Bisnis.com, JAKARTA — Pergerakan indeks saham-saham pertambangan atau Jakmine, yang sampai dengan pekan ketiga April 2019 masih tumbuh lebih rendah dari IHSG, diproyeksikan bakal memantul sejalan dengan penguatan harga komoditas pada kuartal II/2019.
Berdasarkan data Bloomberg, indeks harga saham gabungan ditutup indeks harga saham gabungan (IHSG) tercatat menguat 25,679 poin atau 0,40% ke level 6.507,221 pada penutupan perdagangan, Kamis (18/4). Sebaliknya, indeks Jakmine terkoreksi 3,538 poin atau 0,20% ke level 1.783,29.
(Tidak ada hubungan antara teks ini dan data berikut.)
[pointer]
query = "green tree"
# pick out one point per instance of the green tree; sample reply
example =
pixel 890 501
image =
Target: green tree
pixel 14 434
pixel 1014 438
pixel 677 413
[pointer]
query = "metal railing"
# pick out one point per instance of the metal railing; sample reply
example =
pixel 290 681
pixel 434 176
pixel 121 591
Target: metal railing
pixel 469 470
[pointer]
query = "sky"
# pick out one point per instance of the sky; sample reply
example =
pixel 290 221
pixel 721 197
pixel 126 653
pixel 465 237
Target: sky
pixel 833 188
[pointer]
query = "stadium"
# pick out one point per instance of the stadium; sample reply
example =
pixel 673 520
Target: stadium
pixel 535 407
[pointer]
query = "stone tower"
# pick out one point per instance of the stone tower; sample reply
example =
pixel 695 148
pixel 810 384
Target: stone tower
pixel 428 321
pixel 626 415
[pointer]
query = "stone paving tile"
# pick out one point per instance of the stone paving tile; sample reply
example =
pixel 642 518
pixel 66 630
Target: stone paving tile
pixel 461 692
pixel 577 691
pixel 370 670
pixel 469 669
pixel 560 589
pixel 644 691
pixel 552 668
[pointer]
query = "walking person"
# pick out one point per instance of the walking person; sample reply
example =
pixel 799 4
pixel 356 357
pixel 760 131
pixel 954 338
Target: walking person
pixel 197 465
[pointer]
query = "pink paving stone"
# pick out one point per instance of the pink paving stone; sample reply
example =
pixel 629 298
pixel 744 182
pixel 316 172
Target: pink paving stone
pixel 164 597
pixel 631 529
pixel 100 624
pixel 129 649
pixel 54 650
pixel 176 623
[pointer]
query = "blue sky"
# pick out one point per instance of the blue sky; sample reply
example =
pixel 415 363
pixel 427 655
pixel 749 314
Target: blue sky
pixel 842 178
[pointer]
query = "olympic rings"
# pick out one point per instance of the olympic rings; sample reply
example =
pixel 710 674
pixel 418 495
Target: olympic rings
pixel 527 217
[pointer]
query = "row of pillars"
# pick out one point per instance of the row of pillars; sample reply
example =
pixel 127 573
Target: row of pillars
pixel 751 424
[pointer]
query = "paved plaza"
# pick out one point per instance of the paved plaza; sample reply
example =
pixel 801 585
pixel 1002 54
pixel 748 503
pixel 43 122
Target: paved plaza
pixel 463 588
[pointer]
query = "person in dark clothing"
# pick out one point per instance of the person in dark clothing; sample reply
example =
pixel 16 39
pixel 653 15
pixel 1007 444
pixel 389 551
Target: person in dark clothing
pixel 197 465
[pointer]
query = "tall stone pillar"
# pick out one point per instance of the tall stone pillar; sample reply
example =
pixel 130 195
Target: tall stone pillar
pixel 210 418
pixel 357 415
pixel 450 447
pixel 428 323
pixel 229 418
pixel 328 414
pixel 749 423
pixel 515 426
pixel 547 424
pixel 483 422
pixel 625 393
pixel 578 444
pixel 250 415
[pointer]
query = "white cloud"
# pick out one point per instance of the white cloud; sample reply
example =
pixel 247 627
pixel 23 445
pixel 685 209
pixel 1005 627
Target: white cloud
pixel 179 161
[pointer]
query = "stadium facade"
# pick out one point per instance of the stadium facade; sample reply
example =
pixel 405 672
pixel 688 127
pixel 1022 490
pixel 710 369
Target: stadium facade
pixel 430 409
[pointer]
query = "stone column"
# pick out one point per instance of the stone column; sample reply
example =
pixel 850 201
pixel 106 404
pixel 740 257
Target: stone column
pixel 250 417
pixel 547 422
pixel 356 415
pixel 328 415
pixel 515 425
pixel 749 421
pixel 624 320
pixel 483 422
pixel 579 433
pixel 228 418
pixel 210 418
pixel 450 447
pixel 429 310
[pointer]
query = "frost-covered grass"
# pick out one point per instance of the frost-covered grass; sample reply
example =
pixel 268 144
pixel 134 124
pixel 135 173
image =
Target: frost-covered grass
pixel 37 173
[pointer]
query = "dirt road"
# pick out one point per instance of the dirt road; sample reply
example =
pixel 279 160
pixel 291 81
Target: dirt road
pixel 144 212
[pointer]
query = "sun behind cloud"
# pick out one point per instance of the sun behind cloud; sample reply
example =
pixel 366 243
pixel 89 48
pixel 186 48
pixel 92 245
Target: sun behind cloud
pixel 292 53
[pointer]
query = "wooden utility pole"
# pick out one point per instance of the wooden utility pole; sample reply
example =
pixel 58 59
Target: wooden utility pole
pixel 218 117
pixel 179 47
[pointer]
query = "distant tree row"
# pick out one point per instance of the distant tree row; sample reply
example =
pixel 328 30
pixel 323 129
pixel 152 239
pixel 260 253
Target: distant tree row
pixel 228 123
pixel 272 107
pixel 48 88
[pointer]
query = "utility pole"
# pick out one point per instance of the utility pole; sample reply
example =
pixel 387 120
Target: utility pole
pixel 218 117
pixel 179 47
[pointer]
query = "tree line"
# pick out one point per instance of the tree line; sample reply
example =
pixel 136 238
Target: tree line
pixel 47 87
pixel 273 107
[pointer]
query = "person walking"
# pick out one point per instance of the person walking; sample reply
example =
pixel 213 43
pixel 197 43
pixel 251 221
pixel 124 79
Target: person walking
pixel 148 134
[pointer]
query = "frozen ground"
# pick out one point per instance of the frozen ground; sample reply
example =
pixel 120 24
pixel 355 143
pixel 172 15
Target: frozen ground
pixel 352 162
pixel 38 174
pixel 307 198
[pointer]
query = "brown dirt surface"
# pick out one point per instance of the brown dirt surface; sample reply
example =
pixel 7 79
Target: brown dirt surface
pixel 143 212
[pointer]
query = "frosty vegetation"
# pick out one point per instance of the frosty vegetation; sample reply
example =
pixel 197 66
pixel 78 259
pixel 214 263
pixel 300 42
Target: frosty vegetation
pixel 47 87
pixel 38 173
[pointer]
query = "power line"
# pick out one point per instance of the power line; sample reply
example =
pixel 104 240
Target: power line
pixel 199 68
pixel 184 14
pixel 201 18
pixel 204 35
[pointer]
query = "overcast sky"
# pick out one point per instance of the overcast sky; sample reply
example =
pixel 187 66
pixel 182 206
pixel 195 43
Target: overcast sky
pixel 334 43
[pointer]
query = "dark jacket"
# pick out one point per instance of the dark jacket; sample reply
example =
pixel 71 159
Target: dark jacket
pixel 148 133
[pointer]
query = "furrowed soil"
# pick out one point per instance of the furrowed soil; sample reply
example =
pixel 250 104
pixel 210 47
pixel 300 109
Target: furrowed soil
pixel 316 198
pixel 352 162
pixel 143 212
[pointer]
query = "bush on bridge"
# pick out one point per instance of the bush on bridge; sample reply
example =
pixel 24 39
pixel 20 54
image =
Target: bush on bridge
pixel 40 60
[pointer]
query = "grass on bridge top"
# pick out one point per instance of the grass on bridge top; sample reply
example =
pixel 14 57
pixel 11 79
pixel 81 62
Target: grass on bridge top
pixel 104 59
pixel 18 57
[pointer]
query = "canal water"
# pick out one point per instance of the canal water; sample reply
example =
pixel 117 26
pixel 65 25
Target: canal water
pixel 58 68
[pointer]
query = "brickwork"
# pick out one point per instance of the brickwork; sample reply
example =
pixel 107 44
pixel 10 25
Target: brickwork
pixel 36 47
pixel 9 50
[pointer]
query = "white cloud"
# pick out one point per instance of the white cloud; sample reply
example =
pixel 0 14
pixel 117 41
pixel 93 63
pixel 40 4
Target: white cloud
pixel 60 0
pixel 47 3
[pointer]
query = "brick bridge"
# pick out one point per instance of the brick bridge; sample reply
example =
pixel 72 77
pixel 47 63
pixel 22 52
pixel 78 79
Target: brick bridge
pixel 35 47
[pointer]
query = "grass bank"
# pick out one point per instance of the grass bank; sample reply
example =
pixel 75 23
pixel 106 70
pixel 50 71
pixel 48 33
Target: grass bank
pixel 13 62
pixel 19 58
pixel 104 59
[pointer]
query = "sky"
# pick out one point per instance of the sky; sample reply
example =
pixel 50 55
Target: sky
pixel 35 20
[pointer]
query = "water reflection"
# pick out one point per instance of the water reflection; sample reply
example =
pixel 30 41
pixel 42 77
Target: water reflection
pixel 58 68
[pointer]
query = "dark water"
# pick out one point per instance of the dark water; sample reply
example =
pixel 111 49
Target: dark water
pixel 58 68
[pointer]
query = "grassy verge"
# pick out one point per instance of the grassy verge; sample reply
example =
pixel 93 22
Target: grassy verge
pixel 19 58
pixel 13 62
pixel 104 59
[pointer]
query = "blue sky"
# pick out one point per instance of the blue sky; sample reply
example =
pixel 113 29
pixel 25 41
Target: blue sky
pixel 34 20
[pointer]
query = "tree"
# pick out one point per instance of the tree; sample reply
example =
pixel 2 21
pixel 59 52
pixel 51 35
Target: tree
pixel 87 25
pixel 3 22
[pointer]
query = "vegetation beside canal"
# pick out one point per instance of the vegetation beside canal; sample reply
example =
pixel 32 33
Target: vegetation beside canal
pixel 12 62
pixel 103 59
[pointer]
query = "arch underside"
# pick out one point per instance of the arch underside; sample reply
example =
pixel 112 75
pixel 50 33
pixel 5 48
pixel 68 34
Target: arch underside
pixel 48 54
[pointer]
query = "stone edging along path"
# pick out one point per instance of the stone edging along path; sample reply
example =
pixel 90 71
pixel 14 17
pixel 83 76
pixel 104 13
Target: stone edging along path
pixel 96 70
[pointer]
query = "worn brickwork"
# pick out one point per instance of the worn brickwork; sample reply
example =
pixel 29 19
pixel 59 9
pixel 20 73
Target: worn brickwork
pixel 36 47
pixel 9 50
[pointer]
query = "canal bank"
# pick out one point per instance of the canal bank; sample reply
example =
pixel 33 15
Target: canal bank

Indeks Jakmine beranggotakan 47 emiten yang bergerak di bidang pertambangan mulai dari batu bara, logam, serta minyak dan gas. Lima emiten dengan bobot terbesar untuk indeks tersebut yakni PT Bayan Resources Tbk. (BYAN) 16,76%, PT Bukit Asam Tbk. (PTBA) 11,85%, PT Adaro Energy Tbk. (ADRO) 10,79%, PT Vale Indonesia Tbk. (INCO) 8,23%, dan PT Indo Tambangraya Megah Tbk. (ITMG) 5,80%.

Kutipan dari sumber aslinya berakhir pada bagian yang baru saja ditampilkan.